Por meio da assessoria de imprensa, o grupo que está em recuperação judicial desde março de 2016, comunicou que nesta quarta-feira, 1º de junho de 2022, Jaime Garcês anunciou o desligamento do cargo.
De forma oficial, em nota, o Grupo diz que a decisão ocorreu por “motivos particulares”
O Grupo Itapemirim comunica, que por motivos particulares de cunho familiar, o CEO da Viação Itapemirim, Sr. Jaime Garcês, desligou-se da empresa neste dia 1° de Junho.
De Goiânia, Garces tem cerca de 30 anos de experiência no transporte rodoviário, com atuação na careira, por exemplo, como CEO da TCB (Transporte Coletivo Brasil) – Transbrasil, que também faz transportes interestaduais. O executivo tinha assumido o cargo, ainda na gestão de Sidnei Piva de Jesus, em 20 de abril de 2022.
O Diário do Transporte noticiou que juiz João de Oliveira Rodrigues Filho, da 1ª Vara de Falências e Recuperações Judiciais do Tribunal de Justiça de São Paulo, validou nesta sexta-feira, 27 de maio de 2022, a decisão da Assembleia Geral de Credores do dia 18, que afastou da gestão do Grupo Itapemirim o empresário Sidnei Piva de Jesus, suspeito de irregularidades e crimes falimentares. Piva nega as suspeitas. No mesmo dia, os credores ainda decidiram que a Transconsult Consultoria em Transporte Rodoviário de Passageiros Ltda, de Eduardo Abrahão, assumiria a gestão. Piva continua como dono da Itapemirim
Pela decisão judicial, a nova gestão deve assumir imediatamente o controle do Grupo Itapemirim e, em até 30 dias, apresentar um plano de quitação das dívidas já vencidas.

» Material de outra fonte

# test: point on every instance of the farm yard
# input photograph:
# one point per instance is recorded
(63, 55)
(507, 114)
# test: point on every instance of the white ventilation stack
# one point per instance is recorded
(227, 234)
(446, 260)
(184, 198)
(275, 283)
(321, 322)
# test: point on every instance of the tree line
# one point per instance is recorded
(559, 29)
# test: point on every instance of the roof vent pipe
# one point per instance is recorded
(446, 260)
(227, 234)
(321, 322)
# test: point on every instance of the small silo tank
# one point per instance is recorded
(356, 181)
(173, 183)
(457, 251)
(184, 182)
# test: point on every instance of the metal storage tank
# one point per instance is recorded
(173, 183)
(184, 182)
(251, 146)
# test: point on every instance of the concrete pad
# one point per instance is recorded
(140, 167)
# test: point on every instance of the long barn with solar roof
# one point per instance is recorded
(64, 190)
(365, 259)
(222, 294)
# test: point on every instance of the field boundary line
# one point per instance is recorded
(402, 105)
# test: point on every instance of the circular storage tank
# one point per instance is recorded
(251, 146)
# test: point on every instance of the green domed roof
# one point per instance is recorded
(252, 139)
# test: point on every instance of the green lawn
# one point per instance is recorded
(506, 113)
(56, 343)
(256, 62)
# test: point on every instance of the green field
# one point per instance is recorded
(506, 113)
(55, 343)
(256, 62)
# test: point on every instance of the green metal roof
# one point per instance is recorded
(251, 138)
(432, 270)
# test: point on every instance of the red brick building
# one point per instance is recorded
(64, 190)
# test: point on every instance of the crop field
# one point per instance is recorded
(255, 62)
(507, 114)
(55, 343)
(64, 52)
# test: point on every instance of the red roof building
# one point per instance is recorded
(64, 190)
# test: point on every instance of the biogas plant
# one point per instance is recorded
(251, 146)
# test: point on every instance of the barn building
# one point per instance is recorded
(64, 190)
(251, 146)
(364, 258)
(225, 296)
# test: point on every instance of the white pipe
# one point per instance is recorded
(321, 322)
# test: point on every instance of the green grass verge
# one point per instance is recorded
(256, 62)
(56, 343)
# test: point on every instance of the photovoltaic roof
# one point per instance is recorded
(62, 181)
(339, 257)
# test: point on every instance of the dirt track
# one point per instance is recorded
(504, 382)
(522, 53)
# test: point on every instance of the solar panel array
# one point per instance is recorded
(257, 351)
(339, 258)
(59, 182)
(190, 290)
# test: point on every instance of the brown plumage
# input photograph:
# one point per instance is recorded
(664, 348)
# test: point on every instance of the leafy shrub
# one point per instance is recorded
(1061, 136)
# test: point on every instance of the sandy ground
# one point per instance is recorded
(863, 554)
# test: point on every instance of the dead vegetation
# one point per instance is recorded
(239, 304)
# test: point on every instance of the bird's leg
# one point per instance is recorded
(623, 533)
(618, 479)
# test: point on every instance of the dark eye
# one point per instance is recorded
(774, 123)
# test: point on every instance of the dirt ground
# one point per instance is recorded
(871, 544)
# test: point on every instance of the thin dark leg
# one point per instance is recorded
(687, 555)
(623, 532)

Sobre as dívidas que ainda não venceram o prazo, a gestão deve apresentar também um novo plano de pagamento.
Para que o novo gestor “coloque ordem na casa” e estar a par da real situação, o juiz ainda suspendeu por 60 dias o atual Plano de Recuperação Judicial.
Assim, neste prazo, novos pagamentos de débitos e leilões, por exemplo, ficam suspensos.
O magistrado ainda determinou a manutenção do cão de guarda “watchdog” que já atua nas empresas para acompanhar as contas “para que a alteração da gestão seja feita de maneira pacífica, resguardando, da mesma forma, o interesse de todos os envolvidos”.